Sen. Douglas Peters (a Democrat representing Prince George’s County), who in the past has proposed legislation to expand the use of turf fields in his jurisdiction, said the research that reveals potential health risks was done outside of Maryland. He’s “not aware of any field across the state where” health problems occurred.

Artificial turf is often used as an alternative to natural grass because, despite higher installation costs, it is cheaper to maintain and can be more durable.

Turf fields cost about $800,000 to install, while natural grass fields have been estimated to cost $110,000 to install. Grass fields cost approximately $30,000 annually to maintain, compared with $4,000 annually for turf. However, under current law, state grants and capital funds can be used to pay for artificial field installation, according to a state fiscal analysis.

The 10-year cost of an artificial turf field is higher, the bill’s fiscal and policy note showed.

“Typically, the turf fields are supposed to last 10 years,” Miller said. But they usually last about seven years, because the surface gets so hard that it becomes unsafe for athletes to use the fields due to an increased risk of concussion, she said.

Turf fields with their black rubber pellets also trap heat, causing the field temperature to rise considerably.

“As legislators, our priority is to keep the public safe,” Miller said. “And this product does not.”

Peters explained that turf fields can accommodate more sports and other activities, like band practices. He said his county recently added lacrosse as a varsity sport, and with turf fields, the lacrosse teams can play and not “have to worry about football” tearing the field up in the fall.

“Turf fields have been a great success for our county schools,” he said. “In my opinion, the benefits outweigh the possible risks.”

License application gender: male, female, unspecified

House Bill 13 would mandate that state applications for licenses, ID cards or moped operator permits give applicants the choice to identify as male, female or “unspecified.”

The unspecified gender designation would be displayed as an “X” on each of the documents, according to a state analysis.

People are safer when their identity documents match their gender identification, said Laura DePalma, a staff attorney at FreeState Justice, in her testimony before the committee. She represents a host of LGBTQ clients in her work.

“The current law makes it very difficult” for transgender people to obtain appropriate documentation, DePalma added.

“Adding the gender marker ‘X,’” she said, “adds accuracy and inclusion.”

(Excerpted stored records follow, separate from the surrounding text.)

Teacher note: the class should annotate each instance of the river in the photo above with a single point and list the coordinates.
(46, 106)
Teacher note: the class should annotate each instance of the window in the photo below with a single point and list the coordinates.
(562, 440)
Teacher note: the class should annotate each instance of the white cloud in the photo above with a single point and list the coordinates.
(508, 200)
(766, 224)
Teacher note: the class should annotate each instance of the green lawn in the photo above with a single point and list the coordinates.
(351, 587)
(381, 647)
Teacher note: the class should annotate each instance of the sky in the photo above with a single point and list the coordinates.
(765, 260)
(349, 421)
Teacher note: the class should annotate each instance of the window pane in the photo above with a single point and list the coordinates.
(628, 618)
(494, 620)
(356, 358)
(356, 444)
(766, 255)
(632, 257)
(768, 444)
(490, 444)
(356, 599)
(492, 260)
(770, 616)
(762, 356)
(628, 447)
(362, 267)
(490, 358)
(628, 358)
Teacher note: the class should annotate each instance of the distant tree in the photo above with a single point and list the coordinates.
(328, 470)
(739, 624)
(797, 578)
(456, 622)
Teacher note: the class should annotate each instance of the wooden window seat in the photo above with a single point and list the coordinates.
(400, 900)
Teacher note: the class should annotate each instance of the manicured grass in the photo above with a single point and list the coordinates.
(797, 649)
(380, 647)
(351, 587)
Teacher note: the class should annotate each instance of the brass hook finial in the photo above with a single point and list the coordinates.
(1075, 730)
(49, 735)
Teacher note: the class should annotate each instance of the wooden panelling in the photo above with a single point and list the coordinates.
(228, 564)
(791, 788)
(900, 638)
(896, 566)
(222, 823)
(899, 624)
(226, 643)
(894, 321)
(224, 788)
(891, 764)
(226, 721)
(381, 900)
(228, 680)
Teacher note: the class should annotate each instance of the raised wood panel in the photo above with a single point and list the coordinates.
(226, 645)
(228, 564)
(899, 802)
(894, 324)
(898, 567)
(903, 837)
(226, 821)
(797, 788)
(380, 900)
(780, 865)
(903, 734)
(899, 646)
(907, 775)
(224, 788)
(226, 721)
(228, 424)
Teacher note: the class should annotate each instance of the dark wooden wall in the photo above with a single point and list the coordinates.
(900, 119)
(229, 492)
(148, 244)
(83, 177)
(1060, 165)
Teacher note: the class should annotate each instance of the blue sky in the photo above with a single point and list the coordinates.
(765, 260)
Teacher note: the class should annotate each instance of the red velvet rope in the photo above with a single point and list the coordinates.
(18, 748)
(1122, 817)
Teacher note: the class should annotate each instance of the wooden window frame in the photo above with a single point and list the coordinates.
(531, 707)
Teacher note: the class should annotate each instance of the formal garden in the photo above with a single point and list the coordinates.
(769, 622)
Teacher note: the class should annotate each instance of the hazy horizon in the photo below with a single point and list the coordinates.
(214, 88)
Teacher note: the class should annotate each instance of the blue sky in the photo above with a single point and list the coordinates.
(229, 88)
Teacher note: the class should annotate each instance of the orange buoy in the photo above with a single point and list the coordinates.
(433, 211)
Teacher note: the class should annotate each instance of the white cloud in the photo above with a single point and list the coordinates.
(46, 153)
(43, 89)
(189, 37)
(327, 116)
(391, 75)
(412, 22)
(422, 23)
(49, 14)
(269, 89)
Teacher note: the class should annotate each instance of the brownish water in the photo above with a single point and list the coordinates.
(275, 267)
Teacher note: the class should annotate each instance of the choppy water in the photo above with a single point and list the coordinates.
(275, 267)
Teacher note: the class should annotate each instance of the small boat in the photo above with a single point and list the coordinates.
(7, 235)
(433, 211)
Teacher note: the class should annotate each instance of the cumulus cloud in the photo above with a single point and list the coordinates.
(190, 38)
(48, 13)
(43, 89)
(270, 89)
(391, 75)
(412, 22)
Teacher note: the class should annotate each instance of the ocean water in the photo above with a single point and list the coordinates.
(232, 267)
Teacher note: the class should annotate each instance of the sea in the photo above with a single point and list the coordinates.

The bill sponsor, Del. Shane Robinson (a Democrat representing Montgomery County), was absent for the hearing on Thursday in the House Environment and Transportation Committee. He was diagnosed with pneumonia Thursday morning, according to his legislative aide Sean Mullen, who testified on behalf of the delegate.

The state’s fiscal analysis of the bill shows that the law would cost about $220,000 to set up, but Mullen said it could be less.

Washington, D.C., Oregon, Washington state and California recently passed similar legislation, according to a state analysis.

Those who testified in favor of the bill pushed the importance of accurate gender-marker identification. Many detailed the arduous process of obtaining a gender marker change under the current Motor Vehicle Administration policy.

Current Maryland MVA policy states that applicants must either provide an original or certified copy of a “court order showing requested gender designation,” a federal or state-issued identification showing the requested gender designation, a “birth certificate showing requested gender designation,” or an “authorization letter obtained from the MVA’s driver wellness and safety division.”

An authorization letter from the driver wellness and safety division requires the applicant to fill out more paperwork, get a physician’s approval and have a mental health professional provide an “assessment of your gender identity,” according to the administration’s website. For the two steps involving doctors or mental health professionals, the MVA division’s staff “will contact your provider to verify the information provided is correct and accurate.”

“Self-attestation should be enough,” said Dana Beyer, who testified before the committee.

There was no opposing spoken testimony to the bill on Thursday.